Montag, 26. September 2016

Wenn du im Augenblick sehr empfindsam bist - ein kleiner Rat für emotionale Krisen und dem Sterben

Wir alle erleben mitunter Zeiten, in denen wir besonders empfindlich sind. Es kann sein, dass wir ängstlich, überempfindlich, gespannt und gereizt erscheinen. Krisen gehören zu unserem Dasein. Bedenken wir, dass unsere Krisen nicht nur uns selber betreffen sondern jeden Menschen. 

Krisen gehören zu unserem Leben dazu, denn wie könnten wir sonst wachsen, wie uns weiter entwickeln? Wir können sehr dankbar sein, dass wir vielleicht eine schwere Crisis durchleben. Es ist eine sehr wertvolle Zeit um uns zu läutern ( unser Verhalten zu überprüfen, unsere eigene Ethik anzuschauen ) und auch, um wirklich zu wachsen, zu reifen. 

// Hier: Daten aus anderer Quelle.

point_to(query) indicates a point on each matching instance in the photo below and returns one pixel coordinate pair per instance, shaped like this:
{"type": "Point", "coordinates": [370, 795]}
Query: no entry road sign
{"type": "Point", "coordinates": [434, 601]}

Deswegen wehre starke und schwere bittere oder ängstliche Gefühle nicht ab; verleugne sie nicht, unterdrücke sie nicht oder versuche nicht vor ihnen zu fliehen, indem du dich sinnlos ablenkst. 

Betrachte all dieses, lasse es sich aussprechen, habe Offenheit für dich. Wenn emotionaler Schmerz, gleich welcher Art, entsteht, spüre ihn nur, sei ganz in diesem Augenblick. Gehe aber nicht gedanklich hinein, interpretiere nicht, noch schmücke es mit Fantasien aus. Hiermit verstärkst du deinen Schmerz nur völlig unnötig.

Lasse die Gedanken und Gefühle toben, lasse sie Jammern, lasse sie gefüllt mit Bitternis und Verlassenheit sein. Lasse sie zu. Gehe aber nicht in die gedanklichen Interpretationen. 
Wenn du merkst, du malst dir etwas aus, gehe zum gegenwärtigen Gefühl zurück. Immer wieder. Verbleibe nicht in den Gedankenwelten; sie können ein Tor zur Hölle sein. Nimm nur wahr, dass da Gedanken sind. Eigentlich nur Phänomene, die nicht zu mir, zu deiner wahren Natur gehören, denn diese ist nicht dual, nicht unterscheidend und niemals auf dein Ego bezogen. So wie die Wolken nur am Himmel erscheinen aber nicht der Himmel sind, so sind die Gedanken nur Erscheinungen aber nicht das, was wir wirklich sind.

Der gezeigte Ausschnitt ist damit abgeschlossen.